Based on a Reuters/Ipsos poll released on Saturday, the Democratic nominee leads her Republican rival by 15 points among early voters surveyed over the past two weeks.
The roughly 19 million Americans who have already voted make up about 20 percent of the electorate. The survey was conducted before FBI Director James Comey sent his letter to Congress informing them that his team had discovered additional emails while conducting an independent investigation that may pertain to the Clinton private email server matter.
Prior to Friday, in July, Comey had announced at a press conference and then in testimony to congress that he would not recommend any criminal charges in the matter, and that he did not see that any reasonably prosecutor would choose to file charges based on the evidence the FBI had developed.
The new emails were discovered while the FBI was investigating former Congressman Anthony Weiner for potential criminal wrongdoing based on his sexting a teenage girl.
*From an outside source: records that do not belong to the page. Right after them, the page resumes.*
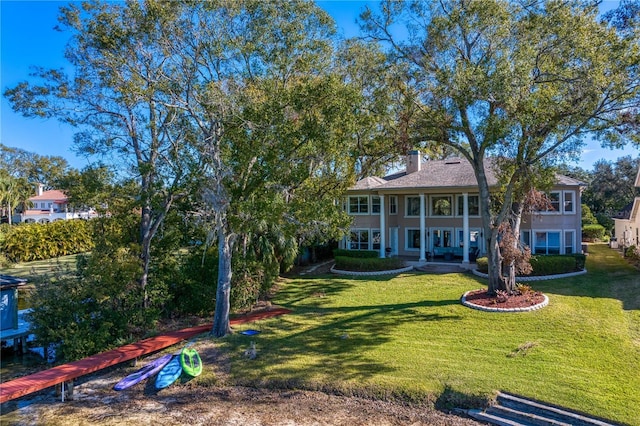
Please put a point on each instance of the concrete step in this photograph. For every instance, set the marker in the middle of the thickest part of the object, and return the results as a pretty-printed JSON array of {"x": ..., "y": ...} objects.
[
  {"x": 483, "y": 416},
  {"x": 562, "y": 415},
  {"x": 524, "y": 417}
]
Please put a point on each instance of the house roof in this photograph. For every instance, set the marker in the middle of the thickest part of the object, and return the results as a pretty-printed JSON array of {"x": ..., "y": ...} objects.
[
  {"x": 625, "y": 213},
  {"x": 434, "y": 174},
  {"x": 369, "y": 183},
  {"x": 53, "y": 194}
]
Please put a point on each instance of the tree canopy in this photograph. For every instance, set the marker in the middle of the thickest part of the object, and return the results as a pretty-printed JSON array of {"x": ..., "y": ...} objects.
[{"x": 522, "y": 81}]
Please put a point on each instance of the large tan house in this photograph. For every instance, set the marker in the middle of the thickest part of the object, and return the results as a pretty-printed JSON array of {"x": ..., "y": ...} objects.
[
  {"x": 431, "y": 211},
  {"x": 50, "y": 206}
]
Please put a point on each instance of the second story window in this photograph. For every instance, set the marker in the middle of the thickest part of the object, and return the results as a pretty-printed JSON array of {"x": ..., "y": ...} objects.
[
  {"x": 359, "y": 204},
  {"x": 473, "y": 203},
  {"x": 393, "y": 204},
  {"x": 441, "y": 205},
  {"x": 413, "y": 206},
  {"x": 568, "y": 202},
  {"x": 375, "y": 204},
  {"x": 554, "y": 199}
]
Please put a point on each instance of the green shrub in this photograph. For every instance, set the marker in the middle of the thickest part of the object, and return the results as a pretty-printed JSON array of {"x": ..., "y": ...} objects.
[
  {"x": 482, "y": 264},
  {"x": 553, "y": 264},
  {"x": 95, "y": 310},
  {"x": 581, "y": 260},
  {"x": 35, "y": 241},
  {"x": 356, "y": 253},
  {"x": 367, "y": 264},
  {"x": 546, "y": 264},
  {"x": 592, "y": 232}
]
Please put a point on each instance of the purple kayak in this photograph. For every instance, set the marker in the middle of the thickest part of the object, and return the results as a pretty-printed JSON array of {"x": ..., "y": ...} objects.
[{"x": 147, "y": 371}]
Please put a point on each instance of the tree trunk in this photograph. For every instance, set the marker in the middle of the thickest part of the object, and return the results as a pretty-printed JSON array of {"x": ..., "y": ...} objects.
[
  {"x": 221, "y": 316},
  {"x": 494, "y": 258},
  {"x": 145, "y": 252},
  {"x": 10, "y": 215},
  {"x": 510, "y": 283}
]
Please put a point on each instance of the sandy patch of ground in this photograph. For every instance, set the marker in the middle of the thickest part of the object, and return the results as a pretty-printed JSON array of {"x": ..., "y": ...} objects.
[{"x": 95, "y": 402}]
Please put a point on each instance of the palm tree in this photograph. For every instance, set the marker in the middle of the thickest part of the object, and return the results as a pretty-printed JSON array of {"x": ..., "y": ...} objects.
[{"x": 14, "y": 193}]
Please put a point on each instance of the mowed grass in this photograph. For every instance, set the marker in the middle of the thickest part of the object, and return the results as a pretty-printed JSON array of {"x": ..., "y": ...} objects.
[
  {"x": 41, "y": 269},
  {"x": 408, "y": 336}
]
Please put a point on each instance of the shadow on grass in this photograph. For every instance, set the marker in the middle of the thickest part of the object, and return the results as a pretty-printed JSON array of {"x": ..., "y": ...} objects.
[
  {"x": 608, "y": 276},
  {"x": 318, "y": 341},
  {"x": 451, "y": 398}
]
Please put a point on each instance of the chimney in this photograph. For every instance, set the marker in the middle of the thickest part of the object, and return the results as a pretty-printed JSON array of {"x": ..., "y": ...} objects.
[{"x": 414, "y": 161}]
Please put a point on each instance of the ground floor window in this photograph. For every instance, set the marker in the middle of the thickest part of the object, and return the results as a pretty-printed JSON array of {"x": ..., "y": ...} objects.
[
  {"x": 359, "y": 239},
  {"x": 547, "y": 242},
  {"x": 375, "y": 239},
  {"x": 442, "y": 237},
  {"x": 568, "y": 242},
  {"x": 413, "y": 239}
]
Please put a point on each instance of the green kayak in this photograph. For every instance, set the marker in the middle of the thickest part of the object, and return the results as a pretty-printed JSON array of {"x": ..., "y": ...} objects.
[{"x": 191, "y": 362}]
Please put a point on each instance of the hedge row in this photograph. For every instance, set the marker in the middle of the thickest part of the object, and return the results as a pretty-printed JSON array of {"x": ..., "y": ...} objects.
[
  {"x": 356, "y": 253},
  {"x": 552, "y": 264},
  {"x": 367, "y": 264},
  {"x": 36, "y": 241},
  {"x": 592, "y": 232}
]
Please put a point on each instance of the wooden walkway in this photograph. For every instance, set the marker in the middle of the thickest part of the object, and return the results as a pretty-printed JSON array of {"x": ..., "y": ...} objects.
[{"x": 64, "y": 373}]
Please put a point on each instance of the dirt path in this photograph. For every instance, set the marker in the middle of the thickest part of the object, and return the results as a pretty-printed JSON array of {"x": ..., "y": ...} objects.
[
  {"x": 95, "y": 403},
  {"x": 186, "y": 403}
]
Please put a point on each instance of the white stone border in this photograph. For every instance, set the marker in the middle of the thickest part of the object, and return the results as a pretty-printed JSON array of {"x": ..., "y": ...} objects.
[
  {"x": 471, "y": 305},
  {"x": 371, "y": 273},
  {"x": 536, "y": 278}
]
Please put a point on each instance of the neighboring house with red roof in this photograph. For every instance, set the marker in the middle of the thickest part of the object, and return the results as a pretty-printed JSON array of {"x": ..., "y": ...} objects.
[
  {"x": 50, "y": 206},
  {"x": 432, "y": 210},
  {"x": 627, "y": 224}
]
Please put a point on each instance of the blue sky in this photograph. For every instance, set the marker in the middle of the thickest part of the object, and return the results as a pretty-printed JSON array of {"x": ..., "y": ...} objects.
[{"x": 27, "y": 38}]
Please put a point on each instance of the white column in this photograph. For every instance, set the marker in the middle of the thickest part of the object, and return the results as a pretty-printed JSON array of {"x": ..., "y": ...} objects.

Investigators apparently stumbled upon the emails on one of the devices that Weiner and his now estranged wife and close Clinton confidant Huma Abedin shared. Sources have also disclosed that the emails in question are those of Abedin and not Clinton and do not involve her private email server. However, Comey’s letter has once again cast the cloud of a FBI investigation over Clinton’s head.
The Director’s disclosure has only highlighted Clinton’s virtually unprecedented ground game and get out the vote effort and her substantial advantage over Trump’s which are all but nonexistent.
As of Thursday, Clinton’s odds of receiving the 270 electoral votes she needs to win the presidency are greater than 95 percent, according to the State of the Nation polling results released on Saturday. Clinton’s early voting lead is comparable to President Obama’s in 2012 against Mitt Romney, a race that Obama won by 332 electoral votes to 206.
In the state by state tallies, Clinton continues to enjoy leads in Florida and North Carolina which are ‘checkmate’ states — states that Trump must win even to have a chance at getting to 270.
The Democratic nominee also has some very notable advantages in a couple of ruby red states, Arizona and Georgia. Obviously, should she be victorious in these states, Trump would have virtually no chance of winning.